I conclude by pointing out a crucial reason why JA in particular chose for John Thorpe to refer to Eleanor Tilney as “pretty cattle” as opposed to some other animal. Perhaps those of you of a scholarly bent who are already very familiar with the treatment of the picturesque in JA’s writing have guessed what I am about to point out, which is that Jane Austen’s most famous allusion to the picturesque theorizing of the giant of the field during her lifetime, Gilpin, just happens to involve actual “cattle”:
First, here is the famous passage in chapter 10 of Pride & Prejudice, in which JA invokes Gilpin:
Then taking the disengaged arm of Mr. Darcy, she left Elizabeth to walk by herself. The path just admitted three. Mr. Darcy felt their rudeness, and immediately said:
"This walk is not wide enough for our party. We had better go into the avenue."

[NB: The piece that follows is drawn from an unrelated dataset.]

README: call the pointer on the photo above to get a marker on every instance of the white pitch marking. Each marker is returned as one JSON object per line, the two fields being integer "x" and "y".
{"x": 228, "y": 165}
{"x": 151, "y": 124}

But Elizabeth, who had not the least inclination to remain with them, laughingly answered: "No, no; stay where you are. You are charmingly grouped, and appear to uncommon advantage. The PICTURESQUE would be spoilt by admitting a FOURTH. Good-bye." She then ran gaily off…
And second, here is the passage to which, as dozens of Austen scholars have long since pointed out, Elizabeth is slyly pointing in William Gilpin’s Observations, Relative Chiefly to Picturesque Beauty, Made in the Year 1772: “Cattle are so large, that when they ornament a fore-ground, a few are sufficient. Two cows will hardly combine. Three make a good group-either united—or when one is a little removed from the other two. If you increase the group beyond three; one, or more, in proportion, must necessarily be a little detached. This detachment prevents heaviness, and adds VARIETY. It is the same principle applied to cattle, which we before applied to mountains and other objects.”
So, if you had any reservations about inferring that JA might have John Thorpe speak so crudely about Eleanor Tilney as “pretty cattle”, I hope that the above, virtually explicit allusion in P&P to two women and a man as cows or cattle lays those reservations to rest.